THE HUMAN HEARING SYSTEM PART 2: THE SOFTWARE
In the previous micro tutorial, we briefly described the human hearing system’s ‘hardware’: the outer ear (ear shell & ear canal), middle ear (ear drum & inner bone structure), inner ear (cochlea) and the nerve connection to the brain.
The adult human brain comprises approximately one hundred billion (1011) brain cells, called neurons, capable of transmitting and receiving bio-electrical (‘digital’) signals between each other. Each neuron has connections with thousands of nearby neurons through short connections (dendrites). Some neurons connect to sensory and motor organs in the body through additional long connections (axons). With an estimated total of five trillion (5x1014) connections, the human brain has massive bio-electrical processing power to manage the human body processes, memory and ‘thinking’. And, of course, hearing.
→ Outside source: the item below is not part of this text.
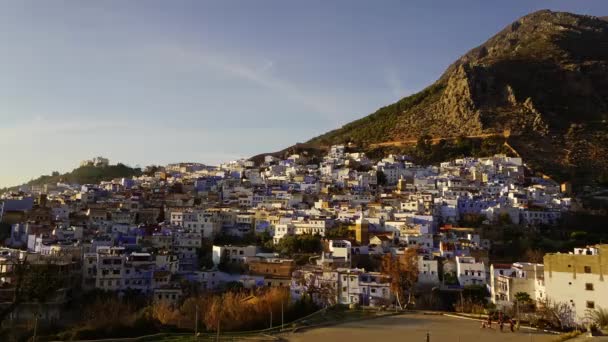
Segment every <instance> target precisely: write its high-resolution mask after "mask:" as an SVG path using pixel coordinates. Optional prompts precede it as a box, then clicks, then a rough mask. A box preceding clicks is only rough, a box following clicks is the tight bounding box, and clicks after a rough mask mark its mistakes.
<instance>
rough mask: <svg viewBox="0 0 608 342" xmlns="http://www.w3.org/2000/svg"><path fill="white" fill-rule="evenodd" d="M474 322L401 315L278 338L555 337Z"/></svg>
mask: <svg viewBox="0 0 608 342" xmlns="http://www.w3.org/2000/svg"><path fill="white" fill-rule="evenodd" d="M480 326H481V324H480V322H477V321H472V320H466V319H460V318H452V317H447V316H440V315H421V314H403V315H399V316H388V317H382V318H377V319H371V320H366V321H359V322H352V323H345V324H340V325H336V326H332V327H327V328H317V329H310V330H306V331H302V332H299V333H290V334H286V335H283V336H281V337H283V338H285V339H286V340H287V341H293V342H320V341H339V342H359V341H361V342H384V341H420V342H425V341H426V334H427V332H429V334H430V341H431V342H443V341H446V342H460V341H462V342H465V341H466V342H469V341H473V342H483V341H526V342H529V341H532V342H544V341H554V340H555V339H556V335H550V334H545V333H542V332H536V331H533V330H526V329H522V330H520V331H519V332H515V333H512V332H510V331H509V327H508V326H507V325H505V331H504V332H500V330H499V329H498V326H496V325H495V324H493V325H492V329H481V328H480Z"/></svg>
In the ‘multiconnector’ of our brain - the brain stem - some auditory processing is already performed. The brain stem analyses the coded signals from the cochlea to provide feedback back to the ear. One such ‘feedback loop’ is to the middle ear muscles, tuning its bone structure to optimise the middle ear’s transfer function. This feedback loop also helps to protect the ear from loud environments by loosening the tension in the bone structure when these occur, dampening the transfer function. The second feedback loop sends neural signals back to the cochlea to interact with the hair cells and improve their ‘tuning’.
The brain stem’s pre-processing also includes analysis of the two pulse streams: one from each ear. The spectrum over time is analysed for both streams and then compared. If there are spectral similarities, then the level difference and time difference is analysed. If a sound comes from the front of the head, both ears will receive exactly the same signal (depending on the hair style of course!). But if a sound comes from the far left (or right), the right (or left) ear will be shadowed by the head, dampening high frequencies and the overall level. Also, since the average human head is about 21 centimetres wide, there will be a time difference of around 600 microseconds because sound waves travel at a limited speed of around 340m/s. These two parameters – level difference and time difference – are used to estimate the original position of the sound, providing a resolution of a few degrees in optimal circumstances.
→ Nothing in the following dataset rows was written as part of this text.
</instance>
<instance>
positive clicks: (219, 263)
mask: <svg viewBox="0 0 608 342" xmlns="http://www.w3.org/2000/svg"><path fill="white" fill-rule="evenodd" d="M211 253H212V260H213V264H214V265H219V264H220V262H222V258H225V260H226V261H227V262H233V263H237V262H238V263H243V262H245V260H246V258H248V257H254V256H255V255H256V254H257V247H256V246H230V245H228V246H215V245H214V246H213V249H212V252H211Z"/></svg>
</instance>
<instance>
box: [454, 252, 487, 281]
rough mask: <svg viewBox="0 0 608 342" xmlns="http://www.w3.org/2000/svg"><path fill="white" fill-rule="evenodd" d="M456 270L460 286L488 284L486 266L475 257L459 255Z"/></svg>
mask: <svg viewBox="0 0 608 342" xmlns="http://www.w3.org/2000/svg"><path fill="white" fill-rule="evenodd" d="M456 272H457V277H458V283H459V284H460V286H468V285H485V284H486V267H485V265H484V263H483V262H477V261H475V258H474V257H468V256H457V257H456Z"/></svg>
After pre-processing, the brain stem sends information to the auditory cortex, situated in the so called ‘Brodmann areas’ 41 and 42 in the human brain. Rather than interpreting, storing and recalling each of the millions of nerve impulses per second – which might possibly exceed the brain’s processing and memory capacity - the incoming information is converted into hearing sensations that can be enjoyed and stored as information units with a higher abstraction than the original incoming informa¬tion. These are known as aural activity images and aural scenes. It’s these images and scenes that we can understand, remember and enjoy.
First, the auditory cortex constructs an aural activity image, including the main perception parameters of audio events such as loudness, pitch, timbre and localisation. These detailed descriptions are stored in a short term memory in the brain, thought to be able to hold image details for about 20 seconds.
Comparing the aural activity images with previously stored images, other sensory images (e.g. vision, smell, taste, touch, balance) and overall context, a further aggregated and compressed aural scene is created to represent the meaning of the hearing sensation. The aural scene is constructed using efficiency mechanisms - selecting only the relevant information in the aural activity image and correction mechanisms - filling in gaps and repairing distortions in the auditory activity images. The aural scenes can be remembered for many years, depending on how important they are for the individual. Very important scenes are finally stored in long-term memory to become part of the ‘soundtrack of our lives’.
Aural scene images are triggered by audio events: hearing sound. But their meaning, and the way how they are stored, is strongly influenced by other sensory images. For example, the ‘McGurk-MacDonald’ experiment describes how the word ‘Ba’ can be perceived as ‘Da’ or even ‘Ga’ when the sound is dubbed to a film clip of a person’s mouth pronouncing the word in one of the latter ways. Apparently, the visual information in this case overrides the aural information.
Professional listeners can train both aural activity imaging and aural scene processes, to focus in on the audio properties, remember more details, and to store them for a longer time.